To calculate the number of distinct \(a^b\) values, consider the following:

For different a and b (where b > a), \(a^m\) and \(b^n\) will yield the same result only if b is a power of a. Otherwise, it’s impossible for the same number to appear.

Based on this logic, I wrote a program.

The first part of the program processes non-power values of a, computing all \(a^k\) values. These results are stored in an array called v, separated by cases: when only the 1st power is possible, up to when the n-th power is possible.

For example, if we consider the number 3, the distinct powers under 100 are 3, 9, 27, 81. Since 3 can go up to the 4th power under 100, there are 100 distinct n-th powers when considering all cases from \(3^1\) to \(3^{100}\).  However, the powers of 9 (\(9^1\) to \(9^{100}\)) exclude even powers from \(3^2\) to \(3^{100}\).
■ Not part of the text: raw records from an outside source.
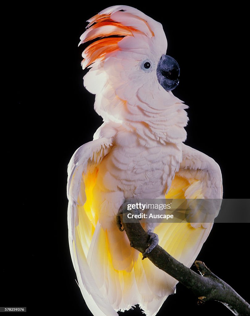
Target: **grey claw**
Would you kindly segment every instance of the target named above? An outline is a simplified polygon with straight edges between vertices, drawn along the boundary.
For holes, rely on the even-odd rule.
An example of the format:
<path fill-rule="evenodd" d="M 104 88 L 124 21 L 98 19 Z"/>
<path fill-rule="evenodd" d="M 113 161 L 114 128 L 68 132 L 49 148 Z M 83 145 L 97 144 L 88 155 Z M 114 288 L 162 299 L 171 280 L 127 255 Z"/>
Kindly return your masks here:
<path fill-rule="evenodd" d="M 126 202 L 126 203 L 123 203 L 123 204 L 122 205 L 120 208 L 119 209 L 119 210 L 118 211 L 117 213 L 117 215 L 116 217 L 116 226 L 120 231 L 123 232 L 124 230 L 124 228 L 122 228 L 122 222 L 121 221 L 121 218 L 120 217 L 120 215 L 121 214 L 122 214 L 123 212 L 123 210 L 125 210 L 127 209 L 127 208 L 128 207 L 127 205 L 128 204 L 129 202 Z"/>
<path fill-rule="evenodd" d="M 120 207 L 120 209 L 119 209 L 119 210 L 117 212 L 116 217 L 116 226 L 119 230 L 121 232 L 123 232 L 124 230 L 124 228 L 122 229 L 122 222 L 121 221 L 121 218 L 120 217 L 120 215 L 122 213 L 122 207 L 123 205 L 123 204 L 121 207 Z"/>
<path fill-rule="evenodd" d="M 142 254 L 142 260 L 144 259 L 146 257 L 145 256 L 149 252 L 151 252 L 155 247 L 158 245 L 159 242 L 159 237 L 157 234 L 154 233 L 148 232 L 148 234 L 150 236 L 149 240 L 148 241 L 149 247 Z"/>

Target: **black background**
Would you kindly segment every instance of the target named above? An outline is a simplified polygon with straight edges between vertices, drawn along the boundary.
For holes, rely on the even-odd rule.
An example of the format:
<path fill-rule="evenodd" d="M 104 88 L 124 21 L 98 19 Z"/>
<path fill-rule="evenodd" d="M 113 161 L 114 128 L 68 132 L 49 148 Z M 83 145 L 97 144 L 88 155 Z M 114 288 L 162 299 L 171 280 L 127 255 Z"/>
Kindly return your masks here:
<path fill-rule="evenodd" d="M 12 63 L 18 67 L 17 74 L 16 68 L 10 74 L 17 97 L 13 118 L 16 137 L 10 143 L 17 146 L 21 161 L 17 191 L 21 197 L 14 200 L 15 221 L 2 228 L 2 248 L 9 257 L 1 262 L 1 306 L 28 305 L 34 310 L 49 305 L 59 312 L 91 315 L 75 280 L 68 244 L 66 169 L 75 150 L 92 140 L 102 121 L 94 110 L 94 96 L 83 86 L 86 70 L 80 64 L 84 47 L 78 47 L 79 38 L 87 20 L 119 4 L 15 8 L 15 33 L 10 41 L 15 38 Z M 219 164 L 224 198 L 248 198 L 244 7 L 239 3 L 219 8 L 210 2 L 184 7 L 166 2 L 125 4 L 163 25 L 167 53 L 180 68 L 180 83 L 173 92 L 190 106 L 185 143 Z M 34 202 L 30 198 L 32 189 Z M 18 223 L 24 218 L 26 228 L 21 229 Z M 215 224 L 197 257 L 248 301 L 245 265 L 249 227 Z M 178 284 L 177 294 L 169 297 L 157 315 L 187 311 L 194 315 L 215 311 L 232 314 L 218 302 L 199 306 L 197 301 Z M 141 314 L 138 311 L 121 314 Z"/>

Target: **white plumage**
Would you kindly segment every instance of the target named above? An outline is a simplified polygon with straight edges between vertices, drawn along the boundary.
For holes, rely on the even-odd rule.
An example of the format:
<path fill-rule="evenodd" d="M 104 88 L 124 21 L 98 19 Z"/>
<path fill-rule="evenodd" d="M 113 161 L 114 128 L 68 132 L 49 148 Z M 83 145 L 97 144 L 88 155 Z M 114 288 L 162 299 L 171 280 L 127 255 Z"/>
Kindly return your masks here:
<path fill-rule="evenodd" d="M 156 75 L 167 48 L 161 24 L 124 6 L 89 21 L 80 44 L 99 39 L 83 53 L 83 67 L 91 68 L 84 85 L 96 95 L 95 109 L 104 123 L 69 164 L 71 253 L 95 316 L 117 315 L 137 303 L 153 316 L 177 281 L 130 246 L 116 226 L 117 211 L 125 198 L 221 198 L 220 170 L 212 158 L 183 143 L 187 106 L 162 88 Z M 124 37 L 110 37 L 116 35 Z M 151 65 L 148 71 L 141 69 L 145 60 Z M 162 223 L 154 232 L 160 246 L 190 267 L 212 226 Z"/>

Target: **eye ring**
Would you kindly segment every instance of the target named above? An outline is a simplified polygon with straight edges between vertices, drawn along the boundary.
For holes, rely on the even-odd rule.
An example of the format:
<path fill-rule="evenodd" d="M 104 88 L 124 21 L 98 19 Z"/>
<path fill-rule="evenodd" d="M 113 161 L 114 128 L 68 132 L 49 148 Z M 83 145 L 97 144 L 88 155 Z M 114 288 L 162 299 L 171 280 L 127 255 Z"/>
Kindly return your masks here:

This method lets us calculate all distinct n-th powers related to the base number 3, including those associated with 9, 27, and 81.
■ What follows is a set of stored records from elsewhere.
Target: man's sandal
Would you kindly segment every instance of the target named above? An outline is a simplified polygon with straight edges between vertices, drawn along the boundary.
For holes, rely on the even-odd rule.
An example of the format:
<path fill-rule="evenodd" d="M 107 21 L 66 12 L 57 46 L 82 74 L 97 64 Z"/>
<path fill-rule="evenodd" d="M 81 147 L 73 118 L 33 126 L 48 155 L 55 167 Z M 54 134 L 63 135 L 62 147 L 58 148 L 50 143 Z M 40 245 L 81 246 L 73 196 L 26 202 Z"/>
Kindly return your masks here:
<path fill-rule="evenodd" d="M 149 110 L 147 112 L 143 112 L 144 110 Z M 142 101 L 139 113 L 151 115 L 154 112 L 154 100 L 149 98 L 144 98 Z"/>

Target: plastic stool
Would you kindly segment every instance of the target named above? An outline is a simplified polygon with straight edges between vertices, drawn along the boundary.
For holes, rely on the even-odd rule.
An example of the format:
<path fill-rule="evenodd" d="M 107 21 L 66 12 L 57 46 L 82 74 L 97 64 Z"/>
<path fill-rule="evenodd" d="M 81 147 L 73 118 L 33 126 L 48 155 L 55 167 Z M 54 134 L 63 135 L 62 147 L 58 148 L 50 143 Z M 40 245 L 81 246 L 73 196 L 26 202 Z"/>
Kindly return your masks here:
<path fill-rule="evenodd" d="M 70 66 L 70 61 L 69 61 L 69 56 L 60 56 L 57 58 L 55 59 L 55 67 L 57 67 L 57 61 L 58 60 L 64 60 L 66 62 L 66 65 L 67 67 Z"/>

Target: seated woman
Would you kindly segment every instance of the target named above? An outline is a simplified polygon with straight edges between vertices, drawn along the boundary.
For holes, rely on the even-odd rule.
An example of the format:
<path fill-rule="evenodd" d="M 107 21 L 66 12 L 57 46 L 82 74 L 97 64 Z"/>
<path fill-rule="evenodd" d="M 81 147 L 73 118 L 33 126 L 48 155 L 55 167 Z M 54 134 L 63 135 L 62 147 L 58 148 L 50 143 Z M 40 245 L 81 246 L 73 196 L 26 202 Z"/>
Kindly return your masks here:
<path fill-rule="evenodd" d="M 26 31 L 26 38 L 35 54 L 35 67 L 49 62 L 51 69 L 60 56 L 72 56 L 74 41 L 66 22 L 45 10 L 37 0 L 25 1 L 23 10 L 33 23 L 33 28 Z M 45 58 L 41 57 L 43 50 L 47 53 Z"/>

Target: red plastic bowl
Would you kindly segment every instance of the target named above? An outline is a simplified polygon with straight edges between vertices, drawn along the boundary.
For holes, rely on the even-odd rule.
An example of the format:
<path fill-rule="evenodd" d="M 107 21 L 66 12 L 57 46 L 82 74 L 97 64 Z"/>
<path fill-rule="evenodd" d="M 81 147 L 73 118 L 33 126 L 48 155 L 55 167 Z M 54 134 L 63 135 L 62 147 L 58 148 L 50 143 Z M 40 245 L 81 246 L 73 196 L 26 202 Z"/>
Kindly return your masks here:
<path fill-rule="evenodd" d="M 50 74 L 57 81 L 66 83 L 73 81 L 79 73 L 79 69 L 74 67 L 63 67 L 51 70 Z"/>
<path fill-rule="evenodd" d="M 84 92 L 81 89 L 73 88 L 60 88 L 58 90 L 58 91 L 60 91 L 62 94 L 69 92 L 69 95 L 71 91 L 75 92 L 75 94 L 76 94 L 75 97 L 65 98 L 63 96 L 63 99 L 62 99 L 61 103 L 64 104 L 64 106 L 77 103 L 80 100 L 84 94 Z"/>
The second part of the program simulates the actual computation of \(a^n\).

By doing this, we can significantly reduce the computational load while efficiently handling big integer operations and duplicate elimination.

 

distinct powers

The program I wrote is for reference.

//------------------------------------------------
//    Project Euler #29 - Distinct Powers
//        - by Aubrey Choi
//        - created at 2015-10-15
//------------------------------------------------
#include <stdio.h>
#include <memory.h>

int main()
{
    int n = 100;
    int md = 1;
    while( n>>md ) md++;
    int v[100];

    char check[1000];
    memset(check, 0, sizeof(check));
    for( int i = 1, ls = 0 ; i < md ; i++ )
    {
        for( int j = 2 ; j <= n ; j++ ) 
            if( !check[i*j] ) { check[i*j] = 1; ls++; }
        v[i] = ls;
    }

    int sum = 0;
    memset(check, 0, sizeof(check));
    for( int a = 2 ; a <= n ; a++ )
    {
        if( check[a] ) continue;
        int c = 1;
        int t = a*a;
        for( ; t <= n ; t *= a, c++ ) check[t] = 1;
        sum += v[c];
    }

    printf("Ans = %d\n", sum);
}

 

It can be done much more simply using Python. The following source code is the Python version.

 

from sets import Set
set = Set([])
for a in range(2,101):
    for b in range(2,101):
    set.add(a**b)
        
print len(set)